Do not change the code above.
6.5. Parser#
Task 1: Extend your parser to support new language features
Note that lexer does not need to change.
6.6. Semantic analysis#
In order to tackle mutual recursion, the type checking can be done with two passes over the AST.
In the first pass, check the validity of all function signatures only. If signatures of all functions are valid, gather them into a function environment (similar to one for the build-in functions) that will be used in pass two.
In the second pass, check the validity of each function body using the environment created in the previous pass.
Task 2: Extend your semantic analysis to support new language features
Extend the error module as needed.
6.7. Code generation#
For code generation, we map each Dolphin function to an LLVM function. Each generated LLVM function
has the same number of arguments as the source Dolphin function that it corresponds to. Because arguments may be used as local variables, the generated function needs to copy them from the LLVM to stack alloca
-ted memory.
For example, the source level function
int f (x:int) { x = x * 10; return x; }
when translated to LLVM may look as follows
define i64 @dolphin_fun_f (i64 %x_arg) {
; Allocate memory for copying the argument %x_arg.
%x_local_arg_copy = alloca i64
; Copy the argument
store i64 %x_arg, i64* %x_local_arg_copy
; Identifier %x_arg is not used from this point on.
; The rest of the function uses %x_local_arg_copy.
...
}
Task 3: Design and implement code generation for Phase 4
You should have the functions compile_prog_from_ast
and compile_prog_from_filename
from the
previous assignment. If implemented properly before, these functions should not require any changes for this assignment.

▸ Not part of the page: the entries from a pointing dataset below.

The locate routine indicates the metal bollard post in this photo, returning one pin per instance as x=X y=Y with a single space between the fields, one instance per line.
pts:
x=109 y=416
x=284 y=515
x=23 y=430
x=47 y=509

You should be able to execute your compiler from the CLI, with the command dolphin compile --phase 4 <path_to_dolphin_program.dlp>
.
You can still test the phases of your compiler after the parser, from a serialized AST, with the command dolphin compile --rescue --phase 4 <path_to_serialised_ast.json>
.
6.8. Testing and consolidation#
Because of the changes in the syntax the tests from the previous phases will not immediately work. To
port them, wrap them as int main() { ... }
functions. Additionally, create at least 10 new test programs
that test the functionality of the new phase.
All the tests should be included into your submission as .dlp
files.
Task 4: Testing and consolidation
Port your old tests and create new ones as specified by the description above.
Task 5 (glory): Add support for tail call optimization
Full LLVM supports tail call annotations. See tail
or musttail
annotations on call instructions
in LLVM documentation. Add support for
tail-call optimization.
6.9. Appendix#
6.9.1. C runtime#
The C runtime we use has not changed compared to the previous assignment. See the corresponding description in the previous assignment
6.9.2. Recommended workflow#
Start by designing the Typed AST declarations for both functions and comma expressions.
Tackle function and comma expressions separately.
Start with functions, and proceed with modifying and debugging each phase that needs to be changed in this assignment. a. if you decide to split work among group members, each of the parser, semantic analysis, and code generator, can be worked on independently, for as long as know how to put together the individual pieces. b. if you decide to work on the assignment in the order of the phases, work from the parser to semantic analysis to code generation.
Move onto comma expressions, and implement support for them in the parser, semantic analysis, and code generation, as in the previous step.